I was very happy that on June 15th the Supreme Court of the US decided that Title VII of the Civil Rights Act of 1964 prohibits employers from firing employees for being lesbian, homosexual, bisexual or transgender. Bostock v. Clayton County, Georgia was a 6-3 opinion written by Justice Neil Gorsuch.
On page nine of the opinion he states that: Title VII’s message is “simple but momentous”: An individual employee’s sex is “not relevant to the selection, evaluation, or compensation of employees.” Price Waterhouse v. Hopkins, 490 U. S. 228, 239 (1989) (plurality opinion). The statute’s message for our cases is equally simple and momentous: An individual’s homosexuality or transgender status is not relevant to employment decisions.
This decision is one to celebrate. For more analysis of the opinion, please read Amy Howe’s opinion piece on SCOTUSblog.
Then I was equally happy when on June 18th the Supreme Court issued their opinion in the Deferred Action for Childhood Arrivals (DACA) case. The Chief Justice, John Roberts wrote the opinion for Department of Homeland Security v. Regents of Univ. of Cal. This 5-4 opinion ruled that the Trump administrative decision to terminate the program, which protects almost 700,000 young adults who were brought into the country at an early age, was “arbitrary and capricious” under the Administrative Procedure Act.

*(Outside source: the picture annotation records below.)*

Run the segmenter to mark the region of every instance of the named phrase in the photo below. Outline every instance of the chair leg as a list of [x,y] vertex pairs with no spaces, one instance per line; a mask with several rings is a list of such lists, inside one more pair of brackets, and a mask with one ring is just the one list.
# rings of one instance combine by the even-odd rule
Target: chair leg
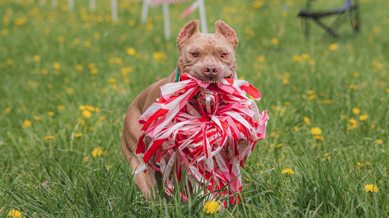
[[[333,30],[333,32],[335,33],[335,30],[338,28],[341,24],[343,24],[344,22],[345,18],[345,12],[341,12],[339,16],[336,17],[335,21],[331,24],[331,25],[328,27],[329,29]],[[327,35],[328,36],[328,35]],[[327,36],[324,35],[323,36],[323,40],[325,40],[327,38]]]
[[338,35],[338,34],[336,33],[333,29],[332,29],[331,28],[329,28],[328,26],[326,26],[325,24],[322,22],[319,19],[316,18],[314,18],[314,21],[317,24],[317,25],[320,26],[322,28],[325,29],[326,31],[327,31],[327,33],[328,33],[330,35],[336,38],[339,38],[339,36]]

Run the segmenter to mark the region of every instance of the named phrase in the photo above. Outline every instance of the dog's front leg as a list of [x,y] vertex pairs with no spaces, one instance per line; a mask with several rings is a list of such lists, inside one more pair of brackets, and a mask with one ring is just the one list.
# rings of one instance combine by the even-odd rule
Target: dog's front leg
[[[122,150],[133,172],[139,171],[134,175],[135,184],[146,197],[149,199],[151,194],[155,197],[154,177],[155,171],[148,164],[145,164],[142,154],[135,154],[138,140],[140,135],[141,125],[138,120],[141,115],[138,105],[138,101],[134,101],[130,106],[124,119],[123,136],[122,137]],[[145,173],[142,167],[145,166]],[[151,190],[150,187],[151,187]]]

The Chief Justice concluded that: We do not decide whether DACA or its rescission are sound policies. “The wisdom” of those decisions “is none of our concern.” Chenery II, 332 U. S., at 207. We address only whether the agency complied with the procedural requirement that it provide a reasoned explanation for its action. Here the agency failed to consider the conspicuous issues of whether to retain forbearance and what if anything to do about the hardship to DACA recipients. That dual failure raises doubts about whether the agency appreciated the scope of its discretion or exercised that discretion in a reasonable manner. The appropriate recourse is therefore to remand to DHS so that it may consider the problem anew.
Those protected under DACA are safe from deportation for now. For more analysis of this decision, please read Amy Howe’s opinion piece.
As of June 22nd, there are still fourteen decisions to come down before the end of June. Often the most controversial opinions come at the end of the term, so be prepared.